A visit from Clay Olsen

Namaste Family and Friends,

              Namaste is the most common form of “hello” but can be easily replaced with namaskar. I don’t actually know the difference, so I usually stick with Namaste. It’s actually more than just “hello”. Apparently its deeper meaning is more along the lines of “my soul sees the soul in you”. Imagine if they did that in the US! How many fewer people would be lonely? How many fewer people would feel invisible? That is one thing that Nepal does incredibly well, people are seen. Never once have I felt ignored by a Nepali. They do truly take the time to see you. Some other important vocab includes dhanyabad (meaning ‘thank you’), tapailai kosto cha (‘how are you’), mero nam [your name] ho (to introduce yourself) and, perhaps most importantly, malai boozah desos (‘can I have more rice please’). There you go, you learned something new today! 

              This week was a busy one! We got around to having a birthday party for some of the girls on Monday (complete with cake and pizza), and, of course, tons of dancing. There are a few new girls at the shelter and most of them are really young, including Susmita. Susmita is a little firecracker. She is about 6 years old, is a fantastic dancer and her English is superb! She is so incredibly loving and every time she sees me she runs up to me and throws her arms around my neck.  When these girls pull you onto the dance floor it is nearly impossible to say no. They dance long and hard and even when you feel like you’re going to fall over you can’t help but dance along too. Susmita insisted on me dancing with her in my arms and my friend Kate was kind enough to capture the moment.

             Wednesday was a bit chaotic because half the group went to earthquake cleanup and the rest were back and forth from the airport. Wyatt and Natalie were ferrying the 6-week volunteers to their flights to leave Nepal. Isn’t that insane that we’ve passed the halfway point already?  If anyone has an ‘in’ with any time-travelers, please send me their number so I can ask them to make this program last longer. It is going by far too quickly! Everyone on earthquake cleanup pitched in to haul rocks for 7-8 hours. Our group is tough!

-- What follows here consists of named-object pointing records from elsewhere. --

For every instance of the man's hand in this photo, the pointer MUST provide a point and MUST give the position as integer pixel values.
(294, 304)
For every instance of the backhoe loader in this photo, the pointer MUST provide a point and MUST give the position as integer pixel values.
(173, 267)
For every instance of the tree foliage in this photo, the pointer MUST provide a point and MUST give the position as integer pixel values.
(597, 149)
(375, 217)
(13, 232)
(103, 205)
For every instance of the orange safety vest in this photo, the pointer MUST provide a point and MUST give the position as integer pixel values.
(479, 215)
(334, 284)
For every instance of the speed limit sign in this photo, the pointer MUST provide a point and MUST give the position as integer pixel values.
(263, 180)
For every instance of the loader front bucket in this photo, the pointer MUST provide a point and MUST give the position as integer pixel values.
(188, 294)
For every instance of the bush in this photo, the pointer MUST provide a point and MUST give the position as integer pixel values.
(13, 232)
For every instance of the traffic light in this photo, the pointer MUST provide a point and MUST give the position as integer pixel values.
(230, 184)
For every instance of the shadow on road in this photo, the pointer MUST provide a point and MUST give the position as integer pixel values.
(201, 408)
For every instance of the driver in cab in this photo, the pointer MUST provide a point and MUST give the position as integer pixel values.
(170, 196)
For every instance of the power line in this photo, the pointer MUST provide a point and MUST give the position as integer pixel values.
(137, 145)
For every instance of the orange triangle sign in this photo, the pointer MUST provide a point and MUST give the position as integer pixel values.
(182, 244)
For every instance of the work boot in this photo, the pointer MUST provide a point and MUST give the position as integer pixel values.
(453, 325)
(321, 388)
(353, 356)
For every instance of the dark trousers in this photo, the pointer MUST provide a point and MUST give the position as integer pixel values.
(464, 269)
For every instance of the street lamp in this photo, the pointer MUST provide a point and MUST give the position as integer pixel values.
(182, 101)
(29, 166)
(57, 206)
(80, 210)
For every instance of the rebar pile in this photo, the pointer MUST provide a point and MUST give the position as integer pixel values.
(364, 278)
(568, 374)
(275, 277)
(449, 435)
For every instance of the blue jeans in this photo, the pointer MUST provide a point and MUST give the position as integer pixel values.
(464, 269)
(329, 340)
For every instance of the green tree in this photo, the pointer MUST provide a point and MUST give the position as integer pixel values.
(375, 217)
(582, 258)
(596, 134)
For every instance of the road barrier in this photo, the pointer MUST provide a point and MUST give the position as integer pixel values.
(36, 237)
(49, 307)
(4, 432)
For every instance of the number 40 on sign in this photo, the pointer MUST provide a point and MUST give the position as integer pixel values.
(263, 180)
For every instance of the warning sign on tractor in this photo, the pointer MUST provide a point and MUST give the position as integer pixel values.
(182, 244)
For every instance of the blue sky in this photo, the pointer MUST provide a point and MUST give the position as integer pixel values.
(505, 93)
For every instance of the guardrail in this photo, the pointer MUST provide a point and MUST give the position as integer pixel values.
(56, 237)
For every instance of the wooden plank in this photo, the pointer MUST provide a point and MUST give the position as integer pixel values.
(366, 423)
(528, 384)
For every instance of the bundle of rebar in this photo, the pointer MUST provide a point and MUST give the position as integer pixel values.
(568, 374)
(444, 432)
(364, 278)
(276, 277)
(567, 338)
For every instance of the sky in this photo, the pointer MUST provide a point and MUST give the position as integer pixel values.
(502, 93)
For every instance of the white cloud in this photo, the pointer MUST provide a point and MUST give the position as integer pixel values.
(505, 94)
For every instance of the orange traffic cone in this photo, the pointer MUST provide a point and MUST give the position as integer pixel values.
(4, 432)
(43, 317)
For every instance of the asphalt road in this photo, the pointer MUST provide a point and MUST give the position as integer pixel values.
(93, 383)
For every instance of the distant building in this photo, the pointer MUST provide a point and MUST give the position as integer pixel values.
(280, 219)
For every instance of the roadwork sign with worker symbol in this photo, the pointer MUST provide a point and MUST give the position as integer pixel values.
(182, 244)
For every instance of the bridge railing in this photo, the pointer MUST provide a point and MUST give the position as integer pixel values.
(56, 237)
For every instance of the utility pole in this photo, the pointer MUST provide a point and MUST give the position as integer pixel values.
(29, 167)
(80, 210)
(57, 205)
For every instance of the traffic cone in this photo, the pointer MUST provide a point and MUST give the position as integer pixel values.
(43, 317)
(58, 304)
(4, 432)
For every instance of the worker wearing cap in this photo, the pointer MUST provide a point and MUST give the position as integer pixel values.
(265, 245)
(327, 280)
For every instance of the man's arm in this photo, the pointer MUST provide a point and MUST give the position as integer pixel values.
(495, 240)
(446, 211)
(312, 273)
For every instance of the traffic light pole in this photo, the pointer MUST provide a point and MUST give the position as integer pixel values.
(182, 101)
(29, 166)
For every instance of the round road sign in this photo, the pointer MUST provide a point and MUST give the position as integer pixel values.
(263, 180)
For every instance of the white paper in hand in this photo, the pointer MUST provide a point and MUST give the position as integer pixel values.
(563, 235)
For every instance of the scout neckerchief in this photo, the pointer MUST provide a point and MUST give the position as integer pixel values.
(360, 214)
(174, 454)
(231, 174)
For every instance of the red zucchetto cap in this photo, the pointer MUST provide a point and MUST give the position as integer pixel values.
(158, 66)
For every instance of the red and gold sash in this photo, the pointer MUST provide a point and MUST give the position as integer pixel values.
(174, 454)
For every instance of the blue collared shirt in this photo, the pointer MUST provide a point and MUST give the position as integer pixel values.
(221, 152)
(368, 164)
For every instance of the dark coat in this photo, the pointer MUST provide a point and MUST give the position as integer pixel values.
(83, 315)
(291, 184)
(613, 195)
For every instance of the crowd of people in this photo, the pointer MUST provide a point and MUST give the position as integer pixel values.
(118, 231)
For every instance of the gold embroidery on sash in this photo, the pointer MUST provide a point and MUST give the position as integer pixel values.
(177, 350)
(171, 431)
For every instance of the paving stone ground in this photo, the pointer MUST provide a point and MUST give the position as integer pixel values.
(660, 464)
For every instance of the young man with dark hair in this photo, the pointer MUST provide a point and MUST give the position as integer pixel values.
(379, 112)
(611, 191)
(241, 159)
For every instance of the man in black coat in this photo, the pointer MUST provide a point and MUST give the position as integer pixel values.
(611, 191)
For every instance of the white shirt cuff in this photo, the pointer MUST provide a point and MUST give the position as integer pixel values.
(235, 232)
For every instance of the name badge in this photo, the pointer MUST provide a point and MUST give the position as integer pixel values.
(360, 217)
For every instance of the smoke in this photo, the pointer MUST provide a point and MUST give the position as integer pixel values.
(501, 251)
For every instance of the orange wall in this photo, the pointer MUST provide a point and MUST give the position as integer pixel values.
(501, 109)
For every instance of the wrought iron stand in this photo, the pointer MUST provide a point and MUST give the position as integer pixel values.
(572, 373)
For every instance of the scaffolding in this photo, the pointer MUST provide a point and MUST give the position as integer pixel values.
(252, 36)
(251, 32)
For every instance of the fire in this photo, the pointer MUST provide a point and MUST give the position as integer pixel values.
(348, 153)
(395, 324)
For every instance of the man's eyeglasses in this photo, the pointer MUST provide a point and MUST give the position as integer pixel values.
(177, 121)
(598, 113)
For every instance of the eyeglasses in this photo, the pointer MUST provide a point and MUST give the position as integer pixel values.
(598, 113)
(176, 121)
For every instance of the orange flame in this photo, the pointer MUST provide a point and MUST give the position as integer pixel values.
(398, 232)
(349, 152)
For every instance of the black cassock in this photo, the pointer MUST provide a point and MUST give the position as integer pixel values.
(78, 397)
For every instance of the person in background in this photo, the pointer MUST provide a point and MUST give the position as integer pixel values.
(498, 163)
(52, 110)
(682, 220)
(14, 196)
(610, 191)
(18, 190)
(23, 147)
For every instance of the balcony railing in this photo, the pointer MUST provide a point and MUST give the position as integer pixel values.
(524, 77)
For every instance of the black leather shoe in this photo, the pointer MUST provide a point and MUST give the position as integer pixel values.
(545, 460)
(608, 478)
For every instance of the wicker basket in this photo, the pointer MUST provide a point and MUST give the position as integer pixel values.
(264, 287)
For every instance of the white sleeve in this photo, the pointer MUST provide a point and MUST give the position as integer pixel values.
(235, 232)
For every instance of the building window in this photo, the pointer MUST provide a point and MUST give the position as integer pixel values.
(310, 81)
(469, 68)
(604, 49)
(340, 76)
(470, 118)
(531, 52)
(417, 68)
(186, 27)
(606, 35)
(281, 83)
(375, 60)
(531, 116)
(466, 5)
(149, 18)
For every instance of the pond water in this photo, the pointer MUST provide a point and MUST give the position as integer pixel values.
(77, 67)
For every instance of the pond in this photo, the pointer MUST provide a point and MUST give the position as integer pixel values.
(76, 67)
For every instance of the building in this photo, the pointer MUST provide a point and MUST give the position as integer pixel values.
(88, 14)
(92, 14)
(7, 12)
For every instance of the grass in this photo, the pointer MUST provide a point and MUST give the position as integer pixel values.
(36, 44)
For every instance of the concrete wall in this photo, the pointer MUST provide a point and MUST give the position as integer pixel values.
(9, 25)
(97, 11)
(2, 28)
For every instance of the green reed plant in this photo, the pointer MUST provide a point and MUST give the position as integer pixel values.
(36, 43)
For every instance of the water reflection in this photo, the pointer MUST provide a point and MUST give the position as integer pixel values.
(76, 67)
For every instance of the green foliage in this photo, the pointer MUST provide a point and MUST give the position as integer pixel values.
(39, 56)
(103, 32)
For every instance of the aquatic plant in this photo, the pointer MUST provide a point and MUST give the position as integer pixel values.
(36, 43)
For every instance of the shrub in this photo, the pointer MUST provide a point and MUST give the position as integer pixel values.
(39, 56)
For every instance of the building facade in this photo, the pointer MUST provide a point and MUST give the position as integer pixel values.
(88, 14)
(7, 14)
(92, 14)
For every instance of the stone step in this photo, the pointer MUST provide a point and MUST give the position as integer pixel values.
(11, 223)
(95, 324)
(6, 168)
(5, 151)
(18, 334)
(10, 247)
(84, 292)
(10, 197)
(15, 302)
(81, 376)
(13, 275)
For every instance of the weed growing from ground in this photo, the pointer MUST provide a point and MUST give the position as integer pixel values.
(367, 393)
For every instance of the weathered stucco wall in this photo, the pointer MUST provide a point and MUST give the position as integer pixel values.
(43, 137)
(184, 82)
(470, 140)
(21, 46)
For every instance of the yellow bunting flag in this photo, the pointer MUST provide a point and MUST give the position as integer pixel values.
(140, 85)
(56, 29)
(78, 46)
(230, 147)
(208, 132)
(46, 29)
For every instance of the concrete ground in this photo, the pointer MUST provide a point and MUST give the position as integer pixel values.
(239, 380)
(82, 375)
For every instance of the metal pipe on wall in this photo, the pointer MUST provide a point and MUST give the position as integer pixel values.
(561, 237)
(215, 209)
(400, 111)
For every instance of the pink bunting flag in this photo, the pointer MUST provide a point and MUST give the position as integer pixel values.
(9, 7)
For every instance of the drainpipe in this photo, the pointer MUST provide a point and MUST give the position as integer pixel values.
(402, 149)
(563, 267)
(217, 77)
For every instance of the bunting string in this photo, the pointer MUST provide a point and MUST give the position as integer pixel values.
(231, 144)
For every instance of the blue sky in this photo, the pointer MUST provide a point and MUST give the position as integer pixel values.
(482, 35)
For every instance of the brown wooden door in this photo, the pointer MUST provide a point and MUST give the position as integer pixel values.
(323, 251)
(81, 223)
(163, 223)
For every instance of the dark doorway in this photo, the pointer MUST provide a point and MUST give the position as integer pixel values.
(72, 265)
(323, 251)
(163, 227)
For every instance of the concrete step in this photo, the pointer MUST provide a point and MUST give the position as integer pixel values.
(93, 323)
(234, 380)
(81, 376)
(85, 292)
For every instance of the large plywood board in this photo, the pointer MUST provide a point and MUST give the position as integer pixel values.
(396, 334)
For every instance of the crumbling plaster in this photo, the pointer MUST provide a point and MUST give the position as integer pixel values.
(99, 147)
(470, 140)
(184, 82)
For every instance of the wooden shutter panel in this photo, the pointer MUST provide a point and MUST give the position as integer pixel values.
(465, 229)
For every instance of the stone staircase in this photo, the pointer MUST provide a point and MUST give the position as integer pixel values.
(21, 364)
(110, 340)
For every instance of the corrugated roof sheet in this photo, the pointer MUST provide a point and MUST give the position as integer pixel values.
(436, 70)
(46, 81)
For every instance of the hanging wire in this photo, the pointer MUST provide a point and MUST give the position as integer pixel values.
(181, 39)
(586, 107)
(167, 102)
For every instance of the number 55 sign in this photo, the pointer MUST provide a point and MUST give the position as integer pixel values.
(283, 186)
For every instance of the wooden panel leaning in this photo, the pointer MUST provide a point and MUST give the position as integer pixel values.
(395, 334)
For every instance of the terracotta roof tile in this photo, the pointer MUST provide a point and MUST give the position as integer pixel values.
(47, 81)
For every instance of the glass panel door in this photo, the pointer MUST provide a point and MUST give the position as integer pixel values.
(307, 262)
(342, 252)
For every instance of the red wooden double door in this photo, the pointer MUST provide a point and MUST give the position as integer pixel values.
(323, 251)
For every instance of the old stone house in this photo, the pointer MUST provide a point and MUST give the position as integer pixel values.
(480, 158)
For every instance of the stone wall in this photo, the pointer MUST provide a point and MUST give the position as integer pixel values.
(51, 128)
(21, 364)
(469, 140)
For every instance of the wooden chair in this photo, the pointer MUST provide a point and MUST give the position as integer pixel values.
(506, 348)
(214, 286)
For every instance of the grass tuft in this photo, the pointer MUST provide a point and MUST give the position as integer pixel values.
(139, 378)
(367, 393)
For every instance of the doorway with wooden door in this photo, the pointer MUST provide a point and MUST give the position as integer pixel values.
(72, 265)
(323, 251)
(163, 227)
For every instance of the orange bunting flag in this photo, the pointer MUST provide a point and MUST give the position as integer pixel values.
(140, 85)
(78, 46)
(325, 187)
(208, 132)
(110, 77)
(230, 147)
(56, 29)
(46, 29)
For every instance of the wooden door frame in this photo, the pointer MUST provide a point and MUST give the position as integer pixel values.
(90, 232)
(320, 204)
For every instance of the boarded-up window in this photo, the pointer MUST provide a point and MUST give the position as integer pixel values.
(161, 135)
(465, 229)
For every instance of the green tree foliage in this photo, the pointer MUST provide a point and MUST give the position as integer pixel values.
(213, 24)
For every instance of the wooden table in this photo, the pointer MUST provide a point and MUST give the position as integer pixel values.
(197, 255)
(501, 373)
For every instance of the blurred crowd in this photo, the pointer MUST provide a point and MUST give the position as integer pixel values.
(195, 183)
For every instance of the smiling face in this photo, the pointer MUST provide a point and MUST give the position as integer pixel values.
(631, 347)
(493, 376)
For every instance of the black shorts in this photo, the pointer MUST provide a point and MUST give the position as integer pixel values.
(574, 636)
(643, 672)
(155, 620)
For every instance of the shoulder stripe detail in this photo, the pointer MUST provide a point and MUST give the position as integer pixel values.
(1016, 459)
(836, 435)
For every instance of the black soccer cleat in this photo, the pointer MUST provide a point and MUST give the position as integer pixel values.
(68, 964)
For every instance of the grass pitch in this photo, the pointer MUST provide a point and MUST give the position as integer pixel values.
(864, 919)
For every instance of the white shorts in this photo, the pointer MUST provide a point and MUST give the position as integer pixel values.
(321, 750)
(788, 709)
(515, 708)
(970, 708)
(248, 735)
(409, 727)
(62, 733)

              Wednesday was full of all kinds of adventures, because that night we also welcomed Clay Olsen to Raksha, Nepal. For those who (like me prior to Thursday) had no idea who Clay Olsen was, he is the CEO of the organization Fight the New Drug, which is devoted to combating the modern drug of pornography. Fight the New Drug is based in Utah, but has become an international phenomenon. Raksha welcomed him with open arms as a fellow advocate for fighting sex trafficking in Nepal. I was shocked to hear about how prevalent pornography (or, as they call it here “blue movies”) was even in Nepal. Clay gave different presentations on pornography to local high schools. The presentation was enlightening, but chilling. He shared stories from addicts and victims alike, and the consensus seemed to be that pornography addictions are terrifyingly common, and terrifyingly mind-twisting. One extremely compelling video he shared was that of Elizabeth Smart, who was kidnapped and repeatedly raped by her captor at age 14. Here is the link: https://www.nbcnews.com/news/us-news/elizabeth-smart-her-captivity-pornography-made-my-living-hell-worse-n635066. If you or a friend are struggling with a pornography addiction, or you want to learn more about its prevention, I highly recommend checking out the Fight the New Drug website.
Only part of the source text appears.